Cell and molecular biology is a bit of a dark art. The way we perform our experiments has been passed down from generation to generation in sacred texts known as “protocols”. Like any recipe used and abused by generations of creative people, the methods and materials are continually refined as people try slightly different conditions, either in the hopes of improving the result or (let’s be honest) finding a shortcut allowing them to escape to their local pub before closing time.
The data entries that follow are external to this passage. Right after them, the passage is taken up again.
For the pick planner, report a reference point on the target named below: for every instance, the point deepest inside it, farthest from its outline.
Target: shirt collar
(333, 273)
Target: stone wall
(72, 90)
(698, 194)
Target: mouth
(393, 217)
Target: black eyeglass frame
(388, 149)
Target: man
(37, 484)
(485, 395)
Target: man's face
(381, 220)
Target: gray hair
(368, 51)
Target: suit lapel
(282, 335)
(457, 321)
Protocols used to be on paper (stained, torn, smeared, possibly slightly radioactive) – photocopies of photocopies with layers of marginalia successively enshrined – but are increasingly electronic. Either way, they represent an astonishing living record of scientific processes in action. They also unwittingly betray a little bit about the researcher who first composed them. One of my favorite bits from a protocol about isolating genomic DNA from Drosophila, written originally by a wonderful Chinese PhD student in our lab, starts off like this:
1. Put flies in tube.
2. Kill with stick.
I was thinking about protocols the other day when trying out a new method for culturing cells derived from the human retina. Cultured retinal cells, not surprisingly, don’t have all the characteristics of their tissue of origin, even when you genetically engineer them with some key genes. But someone recently discovered, and published, that if you add a smidgeon of sodium pyruvate in a slightly different formulation of standard culture media, the cells start to transform just a little bit closer to what they should be. Sure enough, a few days after adding the humble salt, my cells began to take on a telltale graininess: dark pigments, expressed by cells fooled into thinking they should prepare to absorb light.
“Look, they’re making eye contact,” quipped one of my colleagues as he peered down the microscope.
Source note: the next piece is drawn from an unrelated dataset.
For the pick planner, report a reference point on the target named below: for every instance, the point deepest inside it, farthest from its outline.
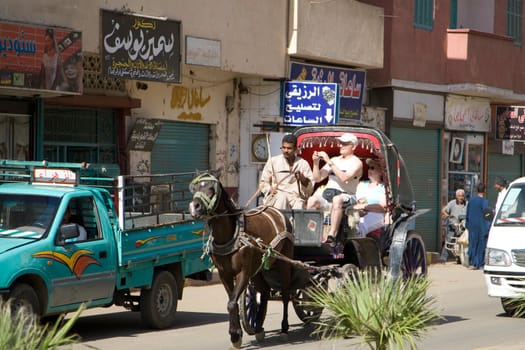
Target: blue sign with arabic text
(310, 103)
(351, 84)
I am often astonished by the weirdly arbitrary nature of the procedures that have stood the test of time, and wonder how they came about. For example, when you want to zap DNA into a bacterium to make more copies, you perform a simple but very precise protocol that includes a heat shock of exactly 42 degrees Celsius for exactly 45 seconds. Who was the first person to ever work that out, and how many iterations did this molecular biology pioneer attempt before stumbling onto the perfect formula? And is it too late for me to buy him or her a drink?
I don’t know about you, but sometimes it all seems rather eye-of-newt and tongue-of-bat.